Trees of Balboa Park, D.A. Ed Miller, tough USDA inspector at the border, Cuban ex-pats, short people, Oceanside gay murders, our forests of kelp
8:30 a.m., June 24
Curled up in bed with my headphones on listening to Matisyahu on Pandora, I absorb the news. Alone in his apartment in a small east coast town, a friend of mine died mysteriously. His body wasn’t found for days.
This sobering thought is what my mind has adhered to like asphalt warmed gum to the bottom of an unsuspecting shoe. He was not a recluse as I can be. He was not unliked. Rather, he had a string of life long friends with whom he spent time with.
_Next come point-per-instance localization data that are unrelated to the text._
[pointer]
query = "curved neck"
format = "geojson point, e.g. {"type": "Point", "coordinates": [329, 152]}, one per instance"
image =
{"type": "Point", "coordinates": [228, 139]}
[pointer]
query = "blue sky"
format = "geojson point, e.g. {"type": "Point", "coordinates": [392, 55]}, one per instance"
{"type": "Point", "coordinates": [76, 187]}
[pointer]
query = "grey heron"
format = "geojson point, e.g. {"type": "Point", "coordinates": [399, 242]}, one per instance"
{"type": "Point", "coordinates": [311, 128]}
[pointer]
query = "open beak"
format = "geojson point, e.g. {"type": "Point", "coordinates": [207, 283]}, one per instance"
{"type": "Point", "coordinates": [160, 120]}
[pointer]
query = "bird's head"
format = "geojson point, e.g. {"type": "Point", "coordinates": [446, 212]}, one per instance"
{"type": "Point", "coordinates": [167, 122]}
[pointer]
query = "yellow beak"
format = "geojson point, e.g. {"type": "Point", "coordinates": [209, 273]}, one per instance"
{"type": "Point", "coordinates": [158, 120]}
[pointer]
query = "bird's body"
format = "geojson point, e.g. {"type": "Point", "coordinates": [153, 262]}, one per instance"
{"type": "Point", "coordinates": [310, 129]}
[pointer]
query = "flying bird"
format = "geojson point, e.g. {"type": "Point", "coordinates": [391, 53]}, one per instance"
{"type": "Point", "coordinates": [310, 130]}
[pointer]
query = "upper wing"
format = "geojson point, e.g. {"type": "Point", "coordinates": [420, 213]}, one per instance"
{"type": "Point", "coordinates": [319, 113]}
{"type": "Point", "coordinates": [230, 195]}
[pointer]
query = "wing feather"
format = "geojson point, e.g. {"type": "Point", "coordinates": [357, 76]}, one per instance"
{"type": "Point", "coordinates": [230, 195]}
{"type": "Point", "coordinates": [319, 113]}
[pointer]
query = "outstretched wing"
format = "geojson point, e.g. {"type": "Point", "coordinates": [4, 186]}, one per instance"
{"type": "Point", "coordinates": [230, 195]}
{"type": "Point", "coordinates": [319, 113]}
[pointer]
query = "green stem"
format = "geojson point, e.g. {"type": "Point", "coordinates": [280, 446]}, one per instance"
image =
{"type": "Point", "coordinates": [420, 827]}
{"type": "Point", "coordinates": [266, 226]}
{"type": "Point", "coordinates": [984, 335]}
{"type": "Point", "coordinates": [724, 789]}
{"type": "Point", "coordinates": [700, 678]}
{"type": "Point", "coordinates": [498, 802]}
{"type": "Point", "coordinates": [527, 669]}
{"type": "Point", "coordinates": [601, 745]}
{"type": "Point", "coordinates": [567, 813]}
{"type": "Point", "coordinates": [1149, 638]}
He had an amicable ex and a doting daughter. He had a bus load of little boys decked in pads and helmets who looked for him eagerly at football practice. He had his rugby buds, and his softball pals. And, he had me who dragged him on hikes in all kinds of weather.
He kissed me once. I didn’t like it. Things had been a bit off since then. I left and although he sometimes called, I rarely did. He pined for me, he had said. I didn’t want to mislead him, and despite my missing of him, I slowly withdrew. Not because I didn’t enjoy our talks, but because somewhere about seven thousand miles into my outward bound travels I found someone I had long known but had all but forgotten, someone my soul had secretly yearned for. Someone I fell in love with beneath the Miami moon.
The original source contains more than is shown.